The installation records the name of each of the artists whose work has appeared in the Carnegie Internationals Obscure names greatly outnumber those of...
The installation records the name of each of the 5,632 artists whose work has appeared in the 51 Carnegie Internationals. Obscure names greatly outnumber those of famous artists.
Built from gray metal industrial shelving, a long corridor stretches from the door to the far exit of the gallery. The shelves extend from floor to ceiling, completely sealing off the rest of the room. The visitor who walks this long and narrow space sees 5632 cardboard boxes, custom made to fit the space, each bearing the name of an artist and the year of the exhibition. Some artists’ boxes bear several exhibition dates. A few boxes have blank labels to add future artists. Some boxes contain archival material.
A book listing all the names, a kind of directory to the installation and to the Internationals, was created as part of the exhibition.
In collaboration with the 1991 Carnegie International.
Christian Boltanski was born in Paris on September 6, 1944, to a Ukrainian Jewish father and a Corsican mother. He is a photographer, painter, sculptor, and installation artist. Boltanski’s early years were marked by the Nazi occupation of France, which forced his father to go into hiding. In 1958, after leaving school around the age of 12, he began to create plasticine sculptures and painted large-format figurative works centered around macabre historical subjects. He eventually gave up painting in favor of photography and sculpture, and it was around this time, in 1968, that his first solo exhibition, La vie impossible de Christian Boltanski (The Impossible Life of Christian Boltanski), was held at the Thétre le Ranelagh, Paris. The artist culls photographs from vernacular sources such as postcards, newspapers, police registries, and family photo albums, creating vast groupings or installations of these mementos that merge everyday life with high art. His work deals with the concepts of loss, memory, childhood, and death, often functioning as memorials or shrines to collective cultural rituals and events. Many of his installations may reference the lives lost in the Holocaust, striking both collective societal and personal chords.

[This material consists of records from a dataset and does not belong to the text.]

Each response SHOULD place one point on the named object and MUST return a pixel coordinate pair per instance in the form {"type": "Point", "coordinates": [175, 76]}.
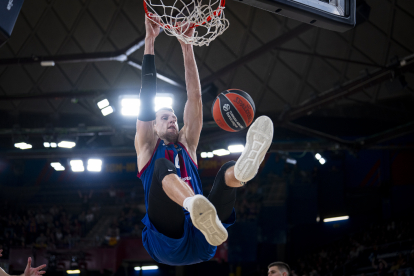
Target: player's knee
{"type": "Point", "coordinates": [163, 167]}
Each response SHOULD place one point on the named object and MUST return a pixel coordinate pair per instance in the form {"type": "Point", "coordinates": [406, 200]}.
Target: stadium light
{"type": "Point", "coordinates": [146, 267]}
{"type": "Point", "coordinates": [94, 165]}
{"type": "Point", "coordinates": [130, 105]}
{"type": "Point", "coordinates": [162, 101]}
{"type": "Point", "coordinates": [77, 165]}
{"type": "Point", "coordinates": [291, 161]}
{"type": "Point", "coordinates": [76, 271]}
{"type": "Point", "coordinates": [23, 145]}
{"type": "Point", "coordinates": [107, 110]}
{"type": "Point", "coordinates": [236, 148]}
{"type": "Point", "coordinates": [57, 166]}
{"type": "Point", "coordinates": [67, 144]}
{"type": "Point", "coordinates": [221, 152]}
{"type": "Point", "coordinates": [102, 104]}
{"type": "Point", "coordinates": [207, 155]}
{"type": "Point", "coordinates": [336, 219]}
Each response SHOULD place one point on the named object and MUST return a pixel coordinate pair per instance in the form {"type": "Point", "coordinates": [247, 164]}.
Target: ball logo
{"type": "Point", "coordinates": [10, 4]}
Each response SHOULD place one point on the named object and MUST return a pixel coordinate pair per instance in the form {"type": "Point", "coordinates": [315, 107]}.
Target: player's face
{"type": "Point", "coordinates": [274, 271]}
{"type": "Point", "coordinates": [166, 125]}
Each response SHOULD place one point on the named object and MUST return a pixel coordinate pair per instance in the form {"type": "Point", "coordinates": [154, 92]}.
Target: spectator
{"type": "Point", "coordinates": [29, 271]}
{"type": "Point", "coordinates": [278, 269]}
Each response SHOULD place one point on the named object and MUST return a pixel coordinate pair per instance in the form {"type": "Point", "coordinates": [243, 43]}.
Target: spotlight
{"type": "Point", "coordinates": [76, 271]}
{"type": "Point", "coordinates": [236, 148]}
{"type": "Point", "coordinates": [291, 161]}
{"type": "Point", "coordinates": [102, 104]}
{"type": "Point", "coordinates": [107, 110]}
{"type": "Point", "coordinates": [22, 145]}
{"type": "Point", "coordinates": [336, 219]}
{"type": "Point", "coordinates": [77, 165]}
{"type": "Point", "coordinates": [162, 101]}
{"type": "Point", "coordinates": [94, 165]}
{"type": "Point", "coordinates": [146, 267]}
{"type": "Point", "coordinates": [130, 106]}
{"type": "Point", "coordinates": [221, 152]}
{"type": "Point", "coordinates": [67, 144]}
{"type": "Point", "coordinates": [57, 166]}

Shortly after his first solo exhibition, he published his first books, Recherche et présensation de tout ce qui reste de mon enfance, 1944–1950 (Research and presentation of all that remains of my childhood, 1944–1950) and Reconstitution d’un accident qui ne m’est pas encore arrivé et o j’ai trouvé la mort (Reconstitution of an accident which has not yet happened and where I found death), both in 1969. During the 1970s Boltanski participated in a number of important shows, exhibiting at the Musée d’art moderne de la Ville de Paris (1970); Documenta 5 in Kassel, Germany (1972); Staatliche Kunsthalle Baden-Baden, Germany (1973); and Venice Biennale Architettura (1975). Since the 1970s he has participated in many other important exhibitions, including Documenta 8, Kassel (1987), and more recently has had solo shows at the Institut Mathildenhöhe, Darmstadt, Germany (2006); La maison rouge, Fondation Antoine de Galbert, Paris (2008); and Kunstmuseum Lichtenstein, Vaduz (2009).
He received the Kaiserring prize from the city of Goslar, Germany (2001), and the Nord/LB, Braunschweig art prize later that same year. He was awarded the Praemium Imperiale for sculpture by the Japan Art Association (2006). Boltanski lives and works in the Malakoff neighborhood of Paris with his wife, Annette Messager, with whom he occasionally collaborates on projects.